Podcast Ep. 326: Does Your Cycle Affect Your Workout?
Workout Of The Week:
This week's workout is a hero wod called "Helton" in honor of Lt. Joseph Helton who died in Iraq in 2009.
While Murph is the most popular hero workout, there are hundreds of others and it was a privilege to share this workout with my studio ladies.
30 Squat Cleans (40lb dumbbell)
Give it a go! Make sure to snap a pict/video and tag me on insta: TrainerKindal.
How does your cycle affect your workout?
It differs for everyone and surprisingly (or maybe not surprisingly) there isn't a ton of research on how a women's cycle affects her workouts and fitness.
But here are some thoughts from the little research there is:
During the 2nd and 3rd weeks of a 28-day cycle is the time where most women can push hard. This is the best time to go heavy, go intense and potentially aim for PRs.

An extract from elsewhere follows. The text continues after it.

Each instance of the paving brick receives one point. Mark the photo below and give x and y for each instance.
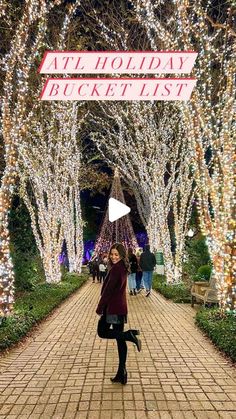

During the last week of the cycle, around days 23-28... hormones can affect joints causing them to relax. This COULD increase risk of injuries. During this time, it might feel better to decrease intensity, slow down and focus more on simple movements.
During your period... that's tricky. But most women feel tired and do better with workouts like yoga and even taking a few extra rests days.
The great thing about the female body is this:
Your body will tell you what you need.
If you feel like you need rest, take it.
If you feel energized, go with it.
But if you're into tracking, I suggest tracking your energy/strength with your cycle to see if there are any recurring patterns.
If you're trying to lose weight, should you do a bulk?
Of course there are always exceptions, but in general, no.
Bulking is a phase where you go into excess calories to purposely gain muscle and fat.
Unfortunately, you can't gain one and not the other.
If your goal is weight loss, you need to be in a caloric deficit.
The exception is:
If you've been in a deficit for a long time, 12+ weeks... it wouldn't hurt to do a refeed for a few weeks where you're increasing calories to stay in maintenance and adjust your metabolism.
However, if your goal is to gain muscle, then you might want to think of performance and bulk vs. weight loss.
As someone who loves to workout and uses fitness as a way to "be in control", I get this.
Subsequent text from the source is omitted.